Justify the yields used?
Existing interest
- Second hand large industrial properties with a low eaves.
- Judged 11% was appropriate for the term considering Havenbooks struggling financially and forthcoming break option.
- Used 12% for reversion to account for increased risk with empty property and the poor re-letting prospects.
Proposed interest
- Looked at all risk yields for newer and refurbished properties with similar specification.
- Judged 8.5% was appropriate considering Hayley’s are of a strong covenant strength and secure lease terms agreed.
- 10% for Havenbooks due to a poorer covenant strength and risk of defaulting was greater. Adopted 11% at reversion due to obsolescence and the fact E-Commerce is likely to reduce Havenbooks need for warehouse space.
Why do they vary?
I increased the yield for Havenbooks because they were a weaker covenant and the property was more obsolete than Hayley’s..
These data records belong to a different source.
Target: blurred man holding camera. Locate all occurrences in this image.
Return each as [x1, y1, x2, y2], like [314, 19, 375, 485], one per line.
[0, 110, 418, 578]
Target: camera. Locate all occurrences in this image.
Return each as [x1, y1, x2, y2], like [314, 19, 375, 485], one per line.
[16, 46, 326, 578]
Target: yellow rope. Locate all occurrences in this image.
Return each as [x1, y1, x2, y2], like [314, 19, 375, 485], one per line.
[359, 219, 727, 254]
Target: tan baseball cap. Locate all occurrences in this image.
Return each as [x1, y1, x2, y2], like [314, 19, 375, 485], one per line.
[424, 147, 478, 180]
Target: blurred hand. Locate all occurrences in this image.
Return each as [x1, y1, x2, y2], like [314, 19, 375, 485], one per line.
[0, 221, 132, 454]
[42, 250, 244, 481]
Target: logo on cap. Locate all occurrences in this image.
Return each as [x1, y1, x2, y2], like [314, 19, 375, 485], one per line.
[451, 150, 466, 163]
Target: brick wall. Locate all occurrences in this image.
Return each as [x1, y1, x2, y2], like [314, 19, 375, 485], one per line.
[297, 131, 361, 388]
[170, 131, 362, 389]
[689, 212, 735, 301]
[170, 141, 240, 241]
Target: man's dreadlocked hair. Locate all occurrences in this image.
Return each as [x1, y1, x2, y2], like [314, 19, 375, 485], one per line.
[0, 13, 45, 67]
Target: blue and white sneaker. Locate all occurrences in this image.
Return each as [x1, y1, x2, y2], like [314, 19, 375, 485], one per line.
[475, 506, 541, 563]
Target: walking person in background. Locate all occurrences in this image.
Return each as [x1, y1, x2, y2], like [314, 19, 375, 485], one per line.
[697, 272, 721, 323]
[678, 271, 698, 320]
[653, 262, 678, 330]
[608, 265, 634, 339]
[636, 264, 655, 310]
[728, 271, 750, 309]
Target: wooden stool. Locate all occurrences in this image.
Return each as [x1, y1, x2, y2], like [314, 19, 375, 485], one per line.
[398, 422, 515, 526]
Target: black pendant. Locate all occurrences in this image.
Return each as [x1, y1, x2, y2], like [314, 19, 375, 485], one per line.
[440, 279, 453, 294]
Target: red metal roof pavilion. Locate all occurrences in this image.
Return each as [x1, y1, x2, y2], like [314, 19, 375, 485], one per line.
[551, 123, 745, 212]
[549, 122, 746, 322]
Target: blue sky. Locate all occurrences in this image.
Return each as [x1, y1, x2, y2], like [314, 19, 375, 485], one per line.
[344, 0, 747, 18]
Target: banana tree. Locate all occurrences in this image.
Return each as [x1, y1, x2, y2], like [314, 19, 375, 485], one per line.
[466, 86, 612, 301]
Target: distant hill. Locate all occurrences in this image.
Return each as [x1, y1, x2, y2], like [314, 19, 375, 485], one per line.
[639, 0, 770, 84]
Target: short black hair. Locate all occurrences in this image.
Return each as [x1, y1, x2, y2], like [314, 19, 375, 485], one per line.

What is the usual treatment of the difference in a present = proposed valuation?
The difference would usually be split according to the strength of each others negotiating position.
Where was the increased freehold value relevant to your client?
Asset valuations
How did you calculate the net effective rent on the rent free period agreed with Hayley’s?
I used a straight line approach up by calculating the total rent receivable over the term and then deducting the incentive of £80,000 before dividing the remaining amount by the number of term years.
What was the Net Effective Rent?
£20,833 (£3.47 per sq.ft)
What is the valuation principle driving surrender and renewal calculations?
The principle is that either party shall be no worse off as a result of the surrender and renewal.
There are four calculations to this. Tenants present interest, tenants proposed interest, landlords present interest and landlords proposed interest.
Was there any premium associated with this deal?
No, the benefit for my client was that they were able to secure the income from the property on where the
Describe the valuations at Appendix F?
The valuations are investment valuations using the term and reversion technique.
They based on the existing interest with Havenbooks before the surrender and renewal happened and then the second valuations shows what impact the proposed surrender and renewal and subsequent lease terms would have on my clients freehold value.